Quad bike safety laws ‘couldn’t come quick enough’
THE tragic death of a prominent Far North cattleman killed in a quad bike accident on the weekend was the 17th this year, more than double the 2019 tally, as pressure mounts on the introduction of mandatory roll bars on four wheelers.
The Atherton Tablelands is still in shock following the loss of Chris Greenwood, a North Queensland Saleyards chairman being remembered as a pillar of the agriculture community.
The fatal accident was the 153rd on a quad bike in Australia since 2011, including 23 children, and RACQ spokesman Lauren Ritchie said compulsory roll bar measures set to be enforced from October 2021 couldn't come quick enough.
"They are very high numbers," she said.
"These vehicles are very dangerous if they are not ridden correctly and at high speeds they have a tendency to roll over very easily.
"The ACCC has been pushing hard to get roll bars mandatory when manufacturing quad bikes and that's going to go a long way to improving safety."
It comes after last month's decision from the Federal Government to impose mandatory safety standard on all imported second hand quad bikes sold in Australia.
Some of the regulations include testing for lateral static stability, having to display the angle at which the quad bike tips onto two wheels on a hang tag at the point of sale, and a roll over warning label on the quad bike.
Australian CCC Deputy Chair Mick Keogh said it was a significant step in improving the safety of quad bikes in Australia, and addressing the extremely concerning rate of injuries and fatalities caused by quad bike accidents.
All new quad bikes will need to be fitted with a roll-over bar to stop people from being crushed if their bike is overturned by 2021.
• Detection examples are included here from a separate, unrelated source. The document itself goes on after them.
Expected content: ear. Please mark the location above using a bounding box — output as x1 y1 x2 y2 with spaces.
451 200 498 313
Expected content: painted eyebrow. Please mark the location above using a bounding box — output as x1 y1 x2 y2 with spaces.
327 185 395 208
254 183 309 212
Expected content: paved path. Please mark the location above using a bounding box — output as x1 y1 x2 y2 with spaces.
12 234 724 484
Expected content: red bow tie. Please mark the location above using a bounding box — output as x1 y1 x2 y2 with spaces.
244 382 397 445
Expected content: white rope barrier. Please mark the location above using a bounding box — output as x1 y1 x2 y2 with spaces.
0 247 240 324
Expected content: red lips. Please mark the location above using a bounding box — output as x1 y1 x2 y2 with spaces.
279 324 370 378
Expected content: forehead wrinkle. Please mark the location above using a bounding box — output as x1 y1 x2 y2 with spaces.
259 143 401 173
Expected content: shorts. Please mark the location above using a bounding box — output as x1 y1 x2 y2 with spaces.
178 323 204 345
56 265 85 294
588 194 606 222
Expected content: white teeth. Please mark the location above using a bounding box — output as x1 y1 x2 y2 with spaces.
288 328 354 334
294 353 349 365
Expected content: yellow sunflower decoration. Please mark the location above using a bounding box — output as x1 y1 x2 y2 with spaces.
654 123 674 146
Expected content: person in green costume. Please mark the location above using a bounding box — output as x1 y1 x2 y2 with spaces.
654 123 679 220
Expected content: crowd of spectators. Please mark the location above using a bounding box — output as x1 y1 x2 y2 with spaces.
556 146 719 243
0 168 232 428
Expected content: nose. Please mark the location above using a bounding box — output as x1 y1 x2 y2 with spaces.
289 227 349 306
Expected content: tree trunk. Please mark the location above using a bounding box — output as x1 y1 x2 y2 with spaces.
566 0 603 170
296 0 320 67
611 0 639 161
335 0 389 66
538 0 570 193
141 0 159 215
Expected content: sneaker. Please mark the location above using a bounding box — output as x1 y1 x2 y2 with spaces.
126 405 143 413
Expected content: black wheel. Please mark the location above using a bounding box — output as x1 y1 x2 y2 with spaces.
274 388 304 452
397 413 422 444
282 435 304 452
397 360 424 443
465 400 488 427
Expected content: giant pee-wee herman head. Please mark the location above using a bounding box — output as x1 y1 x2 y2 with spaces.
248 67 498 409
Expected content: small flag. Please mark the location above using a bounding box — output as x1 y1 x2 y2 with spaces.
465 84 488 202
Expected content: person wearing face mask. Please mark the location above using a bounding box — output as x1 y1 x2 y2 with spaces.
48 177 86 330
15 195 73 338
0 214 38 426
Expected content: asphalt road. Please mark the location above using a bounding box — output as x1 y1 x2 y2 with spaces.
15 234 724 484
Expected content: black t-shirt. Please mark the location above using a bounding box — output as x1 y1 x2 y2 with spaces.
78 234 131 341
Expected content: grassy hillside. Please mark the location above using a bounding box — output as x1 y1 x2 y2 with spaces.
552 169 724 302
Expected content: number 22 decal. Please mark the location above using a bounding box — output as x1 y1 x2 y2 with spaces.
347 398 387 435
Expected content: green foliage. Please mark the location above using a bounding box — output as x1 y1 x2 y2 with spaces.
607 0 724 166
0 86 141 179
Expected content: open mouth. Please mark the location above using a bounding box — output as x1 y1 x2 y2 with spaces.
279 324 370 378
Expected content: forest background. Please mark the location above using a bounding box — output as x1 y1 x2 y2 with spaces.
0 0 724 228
"Consumers will now be able to have confidence that quad bikes they buy will meet a certain level of quality and safety," he said.
Mareeba Shire Council deputy mayor Kevin Davies said the region was still coming to grips with the death of Mr Greenwood, who he called "a big farming figure" on the Tablelands.
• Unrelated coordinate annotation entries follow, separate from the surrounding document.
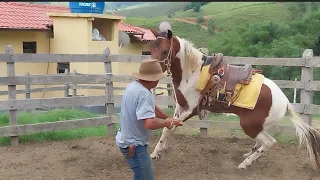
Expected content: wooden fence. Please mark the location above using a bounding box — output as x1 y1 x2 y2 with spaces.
0 46 320 146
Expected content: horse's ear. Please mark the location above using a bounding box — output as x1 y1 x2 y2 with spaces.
167 29 172 39
149 27 159 37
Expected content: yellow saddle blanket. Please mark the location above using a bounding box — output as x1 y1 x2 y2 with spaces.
196 65 264 110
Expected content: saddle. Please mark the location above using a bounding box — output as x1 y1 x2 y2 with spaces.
203 53 262 107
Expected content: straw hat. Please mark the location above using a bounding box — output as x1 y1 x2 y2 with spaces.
132 59 166 81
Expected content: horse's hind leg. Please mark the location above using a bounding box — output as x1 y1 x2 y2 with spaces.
238 131 277 169
243 140 261 158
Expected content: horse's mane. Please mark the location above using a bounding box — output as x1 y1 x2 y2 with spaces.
180 38 202 73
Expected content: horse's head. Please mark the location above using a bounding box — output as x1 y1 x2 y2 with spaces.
149 28 203 120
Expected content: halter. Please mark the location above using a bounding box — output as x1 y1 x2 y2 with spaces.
157 36 180 117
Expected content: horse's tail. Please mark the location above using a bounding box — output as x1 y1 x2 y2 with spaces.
287 102 320 169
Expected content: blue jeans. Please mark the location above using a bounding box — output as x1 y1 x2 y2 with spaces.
120 146 154 180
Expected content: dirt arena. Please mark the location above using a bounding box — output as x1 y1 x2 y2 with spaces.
0 131 320 180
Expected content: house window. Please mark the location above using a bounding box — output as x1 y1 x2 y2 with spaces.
57 63 70 74
23 42 37 53
142 51 151 55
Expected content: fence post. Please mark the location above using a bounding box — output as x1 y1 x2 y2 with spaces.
25 72 31 113
104 47 116 136
200 127 208 138
72 70 77 97
64 69 70 97
300 49 313 125
6 45 19 146
167 83 173 109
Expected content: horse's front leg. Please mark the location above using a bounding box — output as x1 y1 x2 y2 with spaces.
150 107 192 159
150 126 177 159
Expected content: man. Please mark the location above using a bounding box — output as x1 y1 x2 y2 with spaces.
116 59 183 180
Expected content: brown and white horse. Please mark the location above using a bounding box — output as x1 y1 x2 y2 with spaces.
149 29 320 169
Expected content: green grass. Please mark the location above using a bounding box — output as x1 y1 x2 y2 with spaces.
212 3 289 29
114 2 188 17
0 109 106 145
0 108 320 145
173 2 270 17
125 17 214 48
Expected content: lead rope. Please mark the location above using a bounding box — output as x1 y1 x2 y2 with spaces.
157 36 180 124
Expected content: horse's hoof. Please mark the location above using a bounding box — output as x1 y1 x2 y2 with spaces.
242 153 251 158
150 153 160 159
238 163 247 169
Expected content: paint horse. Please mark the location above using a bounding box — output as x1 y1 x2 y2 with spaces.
149 28 320 169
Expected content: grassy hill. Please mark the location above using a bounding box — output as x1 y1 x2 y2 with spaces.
124 17 214 48
173 2 273 17
125 2 290 47
115 2 188 17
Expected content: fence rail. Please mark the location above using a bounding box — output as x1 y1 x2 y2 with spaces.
0 46 320 146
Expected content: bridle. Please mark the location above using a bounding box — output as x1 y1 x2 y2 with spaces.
157 36 180 117
156 36 214 117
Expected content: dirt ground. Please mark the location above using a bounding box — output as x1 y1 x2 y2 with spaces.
0 131 320 180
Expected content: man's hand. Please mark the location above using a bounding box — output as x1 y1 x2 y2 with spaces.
166 118 183 129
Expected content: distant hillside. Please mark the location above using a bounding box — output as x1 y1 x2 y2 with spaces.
124 17 210 48
29 2 150 11
176 2 290 30
114 2 189 17
173 2 273 17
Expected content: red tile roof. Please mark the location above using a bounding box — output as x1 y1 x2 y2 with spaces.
0 2 70 29
0 2 155 41
118 22 155 41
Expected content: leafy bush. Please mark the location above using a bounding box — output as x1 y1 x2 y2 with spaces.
197 16 204 24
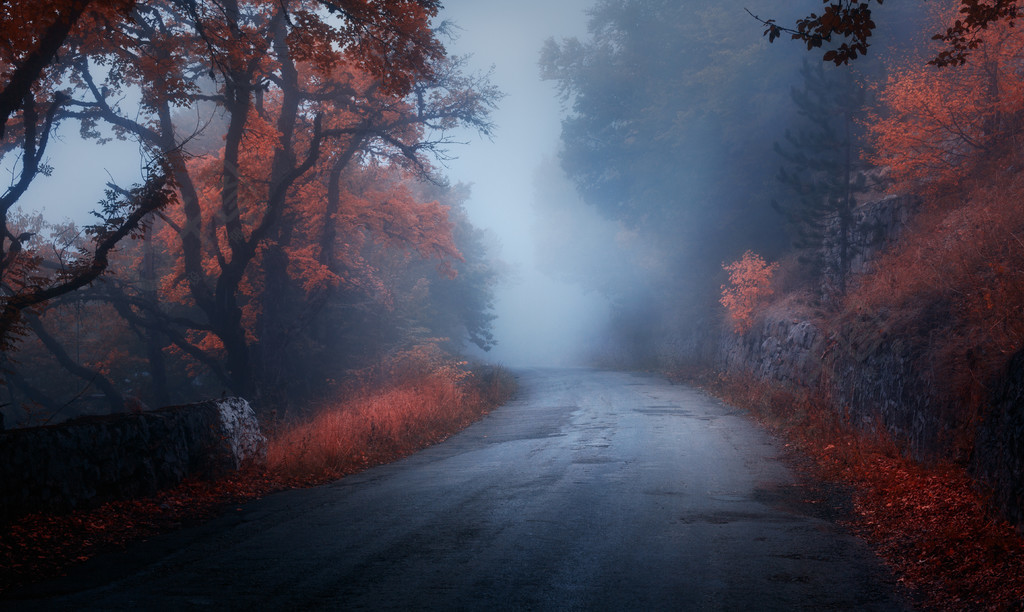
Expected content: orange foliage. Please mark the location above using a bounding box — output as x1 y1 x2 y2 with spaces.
866 1 1024 193
700 375 1024 610
720 251 778 334
0 364 515 594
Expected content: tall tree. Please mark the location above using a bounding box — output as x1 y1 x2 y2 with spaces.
772 60 867 295
541 0 796 362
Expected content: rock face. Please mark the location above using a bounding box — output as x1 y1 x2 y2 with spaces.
973 351 1024 528
720 317 824 387
715 198 1024 529
822 195 921 291
0 398 266 522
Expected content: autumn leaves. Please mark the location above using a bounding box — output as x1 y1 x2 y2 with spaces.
0 0 500 419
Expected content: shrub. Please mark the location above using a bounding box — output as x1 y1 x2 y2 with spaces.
720 251 778 334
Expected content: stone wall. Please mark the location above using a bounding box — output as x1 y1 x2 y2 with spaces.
716 198 1024 528
973 351 1024 527
0 398 266 522
822 195 921 291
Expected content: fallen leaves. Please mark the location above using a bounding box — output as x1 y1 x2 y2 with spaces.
684 368 1024 610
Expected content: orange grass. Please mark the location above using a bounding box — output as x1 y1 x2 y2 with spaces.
0 364 515 593
689 368 1024 610
267 369 512 480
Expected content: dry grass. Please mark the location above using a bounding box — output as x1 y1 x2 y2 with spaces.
691 368 1024 610
0 360 515 593
267 367 514 480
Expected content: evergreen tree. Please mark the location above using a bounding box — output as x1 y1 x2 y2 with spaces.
771 60 867 295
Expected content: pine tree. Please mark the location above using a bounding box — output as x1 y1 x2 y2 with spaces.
771 60 867 295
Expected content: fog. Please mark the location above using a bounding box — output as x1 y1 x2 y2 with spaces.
443 0 608 365
0 0 937 422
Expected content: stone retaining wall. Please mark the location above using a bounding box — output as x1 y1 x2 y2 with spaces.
0 398 266 523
He said it was an untimely reminder for the need to be vigilant and safety conscious on ATVs, but stressed almost all farmers were.
Including Mr Greenwood.
"It's just a freakish accident," Mr Davies said
"And it only takes that one time and it's the same in any workplace or at your home.
"You just never know when your time is up. I'm lost for words."
Mr Davies said the accident was being felt hard.
"It's just a tragedy, and being so close to Christmas, I just really feel for the family," he said.